Corpus Resource Database submissions guidelines

VARIENG welcomes you to submit information on your own corpus to the database. This service is provided completely free of charge for the benefit of the corpus linguistic community, students in the field and the general public.

What kind of corpora may be submitted?

We list English language corpora representing any region or period. The corpora may be of any size or register, commercial or open access; we also accept corpora that are still work in progress or unavailable for copyright or other reasons.

How to submit corpus information?

Provide as much information as you can; if using the submission form, long stretches of text can be prepared beforehand and pasted into the relevant fields of the form.

Please note that the electronic form can not be saved on your computer. If you find yourself unable to complete your submission at one go, please make a note of that in the last field of the electronic form. You can submit the rest of the information at another time, without having to fill in the information you have already submitted.
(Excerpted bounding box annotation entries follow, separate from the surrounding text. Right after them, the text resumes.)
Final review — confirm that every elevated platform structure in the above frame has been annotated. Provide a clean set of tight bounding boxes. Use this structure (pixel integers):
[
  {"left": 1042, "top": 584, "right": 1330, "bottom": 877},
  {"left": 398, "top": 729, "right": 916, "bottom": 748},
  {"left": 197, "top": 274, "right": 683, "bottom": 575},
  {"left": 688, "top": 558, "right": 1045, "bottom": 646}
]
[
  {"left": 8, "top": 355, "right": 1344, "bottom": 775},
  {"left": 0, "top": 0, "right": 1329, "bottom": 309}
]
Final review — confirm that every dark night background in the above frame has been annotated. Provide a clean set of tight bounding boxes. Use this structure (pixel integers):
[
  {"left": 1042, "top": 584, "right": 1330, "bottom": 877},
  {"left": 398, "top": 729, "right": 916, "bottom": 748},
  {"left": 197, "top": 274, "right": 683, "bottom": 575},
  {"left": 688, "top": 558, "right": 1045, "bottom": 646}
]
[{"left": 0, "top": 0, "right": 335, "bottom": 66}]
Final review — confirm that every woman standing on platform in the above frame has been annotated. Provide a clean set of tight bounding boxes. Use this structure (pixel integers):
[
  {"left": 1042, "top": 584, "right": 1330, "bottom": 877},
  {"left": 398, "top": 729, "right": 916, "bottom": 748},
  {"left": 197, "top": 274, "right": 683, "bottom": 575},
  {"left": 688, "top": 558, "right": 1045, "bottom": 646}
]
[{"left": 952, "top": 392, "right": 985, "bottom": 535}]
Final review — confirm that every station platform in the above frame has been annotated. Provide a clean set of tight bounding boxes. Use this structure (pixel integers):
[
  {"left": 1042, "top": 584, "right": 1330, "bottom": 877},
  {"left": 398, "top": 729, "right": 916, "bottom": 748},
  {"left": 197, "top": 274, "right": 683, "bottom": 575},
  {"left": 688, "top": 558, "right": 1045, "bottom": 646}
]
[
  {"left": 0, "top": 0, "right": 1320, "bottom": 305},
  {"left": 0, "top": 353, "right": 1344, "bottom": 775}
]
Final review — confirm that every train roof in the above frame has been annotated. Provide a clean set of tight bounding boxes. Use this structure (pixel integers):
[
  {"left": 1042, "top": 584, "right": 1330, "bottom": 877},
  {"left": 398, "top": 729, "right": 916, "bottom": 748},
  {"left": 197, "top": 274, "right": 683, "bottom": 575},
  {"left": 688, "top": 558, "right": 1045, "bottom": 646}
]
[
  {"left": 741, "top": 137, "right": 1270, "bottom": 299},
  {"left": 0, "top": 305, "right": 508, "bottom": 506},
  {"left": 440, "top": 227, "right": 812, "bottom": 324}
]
If your corpus is described somewhere online, or in an article or other type of publication, we can put together a basic description for you. Simply let us know where to look, and who to contact when the page is ready for preview. We will still need you to approve the page, and we would of course welcome any additional information and requests for revision from you. Note that we cannot reproduce previously published content without the proper publication rights, but basic information can of course be reproduced. We'll put together basic tables and charts, but will not verify the data or do any statistical work. We cannot be asked to compile a bibliography for your corpus.

Issues of publication rights

Do not forget to fill in your own contact information; we can not publish information on any corpora without valid contact information. If your corpus was compiled by a team consisting of several people, please try and make sure all of the compilers agree with the information you are thinking of submitting. We endeavour to publish the text you submit 'as is', but retain the right to do slight copy editing. If we feel major revisions are necessary, we will be in touch with you. Non-native speakers of English should consider having their submissions language checked. You are free to submit additions, revisions, and deletion at any time.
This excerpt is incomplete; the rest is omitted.